Alexander and J.M. Johnson, JJ., concur with Sanders, J.On December 21,2009 Pasco’s City Council adopted an ordinance to delete its prohibition and, instead, allow RVs occupied as primary residences in mobile home parks. See Pasco City Ordinance 3951 (2009); PMC 25.40.020; PMC 19.24.080.
The legislature passed Engrossed House Bill 1227 in early March and April 2009 (the House voted 88-7 and the Senate unanimously approved 44-0), Governor Gregoire signed it April 13,2009, and it became effective July 26,2009 as Laws of 2009, ch. 79 (entitled “Recreational Vehicles - Primary Residences”).
RCW 35A.21.312(3).
The definition of “manufactured/mobile home community’ in chapter 35 RCW is identical to the definition in the MHLTA. See RCW 35.21.684(5).
The House Bill Report for Engrossed House Bill 1227 notes Pasco’s ordinance specifically.

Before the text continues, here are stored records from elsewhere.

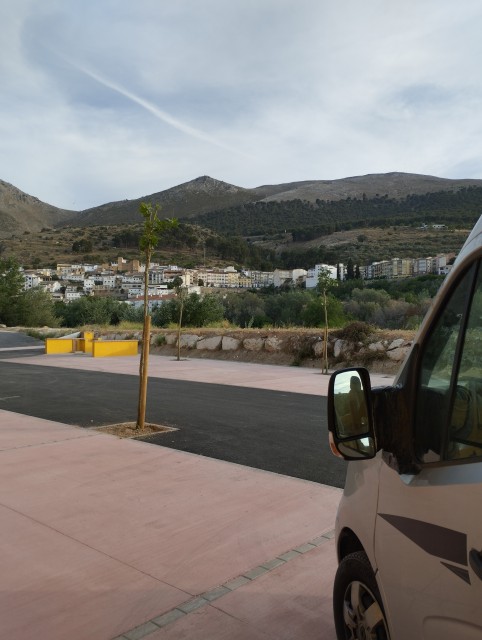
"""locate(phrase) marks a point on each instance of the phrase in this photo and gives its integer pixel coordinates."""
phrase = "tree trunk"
(146, 342)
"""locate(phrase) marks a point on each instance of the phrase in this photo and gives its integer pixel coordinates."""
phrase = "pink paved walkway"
(104, 538)
(241, 374)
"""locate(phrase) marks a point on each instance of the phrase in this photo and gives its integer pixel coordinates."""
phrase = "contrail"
(155, 111)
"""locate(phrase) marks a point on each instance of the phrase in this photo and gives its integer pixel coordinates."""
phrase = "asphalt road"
(272, 430)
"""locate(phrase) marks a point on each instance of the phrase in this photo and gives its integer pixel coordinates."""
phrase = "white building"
(31, 280)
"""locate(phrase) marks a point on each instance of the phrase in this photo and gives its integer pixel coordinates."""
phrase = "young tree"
(11, 288)
(325, 283)
(153, 228)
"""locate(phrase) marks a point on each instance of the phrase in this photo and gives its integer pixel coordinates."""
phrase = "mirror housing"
(350, 417)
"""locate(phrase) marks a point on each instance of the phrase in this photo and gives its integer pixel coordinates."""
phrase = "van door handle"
(475, 559)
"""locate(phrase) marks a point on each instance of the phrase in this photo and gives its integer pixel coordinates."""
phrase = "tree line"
(386, 303)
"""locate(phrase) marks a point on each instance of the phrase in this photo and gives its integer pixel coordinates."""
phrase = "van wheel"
(357, 604)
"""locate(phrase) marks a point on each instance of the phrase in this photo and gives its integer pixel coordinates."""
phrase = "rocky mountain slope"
(20, 212)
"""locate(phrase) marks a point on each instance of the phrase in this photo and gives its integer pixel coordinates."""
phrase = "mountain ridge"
(20, 212)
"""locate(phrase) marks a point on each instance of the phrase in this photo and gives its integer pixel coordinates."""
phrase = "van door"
(428, 536)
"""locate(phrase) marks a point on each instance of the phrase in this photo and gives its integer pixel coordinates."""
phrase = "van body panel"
(416, 506)
(425, 528)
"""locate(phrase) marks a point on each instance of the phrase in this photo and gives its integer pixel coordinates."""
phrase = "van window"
(464, 437)
(449, 396)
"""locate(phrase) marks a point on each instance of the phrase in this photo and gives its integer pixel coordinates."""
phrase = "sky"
(106, 100)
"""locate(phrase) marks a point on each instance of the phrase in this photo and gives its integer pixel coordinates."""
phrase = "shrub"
(355, 332)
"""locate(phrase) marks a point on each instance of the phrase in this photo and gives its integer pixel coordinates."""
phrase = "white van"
(409, 525)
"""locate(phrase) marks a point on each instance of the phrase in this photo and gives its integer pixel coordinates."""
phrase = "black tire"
(357, 605)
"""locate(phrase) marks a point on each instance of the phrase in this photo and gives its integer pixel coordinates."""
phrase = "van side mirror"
(350, 419)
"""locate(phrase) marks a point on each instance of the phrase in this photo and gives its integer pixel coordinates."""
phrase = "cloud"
(143, 96)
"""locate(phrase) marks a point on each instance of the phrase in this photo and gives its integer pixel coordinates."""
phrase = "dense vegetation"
(387, 304)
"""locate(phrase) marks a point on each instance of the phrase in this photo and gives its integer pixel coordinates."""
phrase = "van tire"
(355, 592)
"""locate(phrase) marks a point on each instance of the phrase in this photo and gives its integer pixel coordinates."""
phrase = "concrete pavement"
(105, 538)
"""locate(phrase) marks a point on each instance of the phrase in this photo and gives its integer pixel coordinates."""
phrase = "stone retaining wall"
(380, 351)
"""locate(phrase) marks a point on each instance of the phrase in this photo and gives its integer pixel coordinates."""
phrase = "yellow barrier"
(59, 345)
(106, 348)
(85, 342)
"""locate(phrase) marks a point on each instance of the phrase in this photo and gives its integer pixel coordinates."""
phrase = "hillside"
(20, 212)
(394, 185)
(197, 196)
(308, 220)
(219, 204)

A landlord shall not terminate or fail to renew a tenancy of a tenant or the occupancy of an occupant, of whatever duration except for one or more of the following reasons:
(d) Failure of the tenant to comply with local ordinances and state laws and regulations relating to mobile homes, manufactured homes, or park models or mobile home, manufactured homes, or park model living within a reasonable time after the tenant’s receipt of notice of such noncompliance from the appropriate governmental agency.
RCW 59.20.080(1).
It shall be the duty of the landlord to:
(1) Comply with codes, statutes, ordinances, and administrative rules applicable to the mobile home park.
RCW 59.20.130.
The duty clearly includes not to discriminate against RV tenants under Laws of 2009, chapter 79.
The majority inaccurately claims the “unique needs” of RVs are not met by mobile home parks. Majority at 682. In fact state statutes require RVs used as primary residences to meet applicable fire and safety codes, plus have an internal shower and toilet or, in the alternative, be sited in a mobile home park that provides those services. See, e.g., RCW 35.21.684(4)(a)-(c).